Tumulus à stèles sur la diagonale, dans la province d’Aousserd. (CP Aicha Oujaa)

– Quelles sont les questions qui demeurent sans réponse pour l’instant ?

– Alors là, il y en a beaucoup (rires) ! À chaque fois, qu’on part sur le terrain, de nouvelles questions surgissent.

D’abord, il faut identifier la chronologie de ces monuments funéraires. Et savoir si c’est la même population qui a exécuté toutes les typologies de ces monuments ou bien si différents groupes s’y sont attelés. Pour ce faire, on va mener une étude pour reconstituer le paléo-environnement dans lequel vivaient ces populations et aboutir à une chronologie assez conséquente. Autrement dit, nous allons remonter dans le temps des différentes populations qui ont vécu dans la région. Nous allons également faire des analyses ADN pour essayer de comprendre s’il y a un lien de parenté entre les différents groupes qui ont sillonné le désert ou bien si ce sont des groupes distincts.
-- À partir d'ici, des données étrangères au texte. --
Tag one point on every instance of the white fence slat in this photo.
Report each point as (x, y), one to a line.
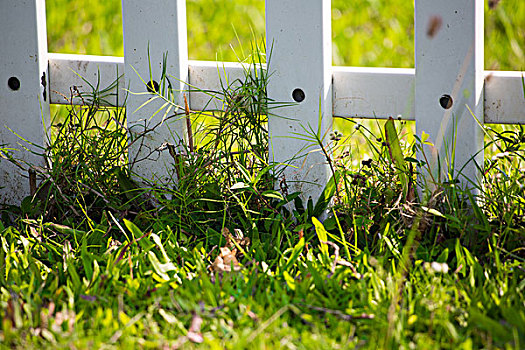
(161, 26)
(67, 71)
(449, 62)
(376, 93)
(504, 97)
(298, 46)
(24, 91)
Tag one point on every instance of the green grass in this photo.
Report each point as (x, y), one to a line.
(220, 260)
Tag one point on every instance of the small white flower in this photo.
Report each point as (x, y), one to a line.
(439, 267)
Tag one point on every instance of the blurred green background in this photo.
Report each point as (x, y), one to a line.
(369, 33)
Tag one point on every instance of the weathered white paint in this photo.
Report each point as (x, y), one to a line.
(360, 92)
(449, 60)
(376, 93)
(298, 44)
(23, 57)
(67, 72)
(159, 26)
(504, 97)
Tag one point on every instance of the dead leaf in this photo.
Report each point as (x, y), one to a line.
(236, 241)
(434, 25)
(225, 261)
(194, 333)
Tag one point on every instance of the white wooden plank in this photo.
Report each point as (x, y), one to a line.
(359, 92)
(298, 43)
(504, 97)
(449, 62)
(376, 93)
(104, 73)
(24, 91)
(160, 27)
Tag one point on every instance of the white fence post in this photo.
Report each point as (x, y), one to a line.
(24, 92)
(449, 82)
(299, 46)
(160, 26)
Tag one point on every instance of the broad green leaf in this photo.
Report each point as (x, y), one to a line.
(322, 234)
(395, 154)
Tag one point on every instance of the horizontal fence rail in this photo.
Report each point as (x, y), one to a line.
(359, 92)
(446, 87)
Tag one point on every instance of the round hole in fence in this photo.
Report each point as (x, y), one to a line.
(446, 101)
(13, 83)
(298, 95)
(152, 86)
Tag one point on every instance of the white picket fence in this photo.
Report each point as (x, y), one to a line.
(447, 87)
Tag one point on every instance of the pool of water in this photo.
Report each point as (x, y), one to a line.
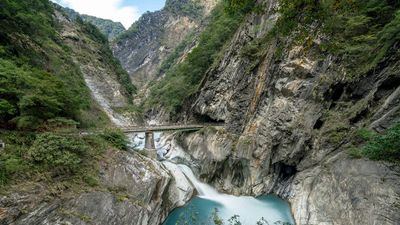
(250, 210)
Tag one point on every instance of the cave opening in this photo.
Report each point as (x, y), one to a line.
(284, 171)
(318, 124)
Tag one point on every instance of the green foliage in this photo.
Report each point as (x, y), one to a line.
(242, 6)
(29, 95)
(115, 137)
(373, 146)
(362, 32)
(62, 154)
(187, 8)
(216, 219)
(191, 217)
(184, 79)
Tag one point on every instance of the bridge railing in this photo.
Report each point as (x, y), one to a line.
(171, 126)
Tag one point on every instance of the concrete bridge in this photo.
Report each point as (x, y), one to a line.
(149, 131)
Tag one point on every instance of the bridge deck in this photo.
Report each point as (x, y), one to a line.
(166, 128)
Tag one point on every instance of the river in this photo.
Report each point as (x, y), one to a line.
(268, 209)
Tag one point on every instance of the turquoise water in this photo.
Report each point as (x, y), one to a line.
(250, 210)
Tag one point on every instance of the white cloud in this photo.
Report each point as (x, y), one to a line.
(106, 9)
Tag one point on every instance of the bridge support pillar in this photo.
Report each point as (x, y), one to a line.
(149, 144)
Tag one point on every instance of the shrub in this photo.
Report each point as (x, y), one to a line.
(362, 32)
(384, 146)
(116, 138)
(62, 154)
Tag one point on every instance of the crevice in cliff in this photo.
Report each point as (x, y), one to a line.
(318, 124)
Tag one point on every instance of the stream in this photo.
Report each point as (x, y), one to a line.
(199, 209)
(250, 210)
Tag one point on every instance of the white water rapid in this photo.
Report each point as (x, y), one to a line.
(249, 209)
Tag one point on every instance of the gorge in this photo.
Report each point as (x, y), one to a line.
(305, 95)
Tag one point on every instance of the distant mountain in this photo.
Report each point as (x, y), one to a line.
(109, 28)
(150, 40)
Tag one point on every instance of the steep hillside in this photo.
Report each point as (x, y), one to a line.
(309, 94)
(57, 75)
(109, 28)
(143, 47)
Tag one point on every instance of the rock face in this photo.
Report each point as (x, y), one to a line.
(134, 190)
(289, 120)
(143, 47)
(100, 75)
(109, 28)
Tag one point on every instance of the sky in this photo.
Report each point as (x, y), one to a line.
(124, 11)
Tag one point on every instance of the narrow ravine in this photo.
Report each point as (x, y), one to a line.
(249, 209)
(208, 201)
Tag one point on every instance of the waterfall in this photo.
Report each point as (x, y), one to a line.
(249, 209)
(203, 189)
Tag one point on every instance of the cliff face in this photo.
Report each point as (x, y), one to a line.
(143, 47)
(109, 28)
(289, 120)
(101, 72)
On sait déjà que dans la région du littoral, il y a eu un autre groupe social, puisque c’était le lieu de prédilection des caravaniers nord-sud et sud-nord. Dans les sites et les grottes, il existe certains indices de leur passage, surtout à travers l’étude de la céramique. Car nous avons trouvé des céramiques dans les régions de Tanger et de Rabat-Témara. Et à 25 kilomètres de Guergarat, nous avons également trouvé une nécropole avec des céramiques identiques qui sont très spécifiques. La question qui se pose alors, c’est pourquoi on a des zones occupées et d’autres qui ne le sont pas ? Et puis à travers les gravures rupestres, on essaiera de décortiquer cette succession de gravures sur le support, sachant que les gravures de la région d’Aousserd sont un peu particulières par rapport à celles d’autres régions. Elles sont certes schématiques, mais elles sont vraiment exceptionnelles par leur technicité et leur taille.

– Comment s’exprime cette particularité ?

– Dans les autres régions, les gravures concernent des animaux de taille énorme alors qu’à Aousserd, on a presque toujours des gravures en miniature. On n’a jamais de gravures extrêmement grandes. Donc, la région a sa spécificité, et ce même dans la technicité des gravures. Et je pense qu’on a deux groupes sociaux différents, a priori, qui ont réalisé ces gravures rupestres.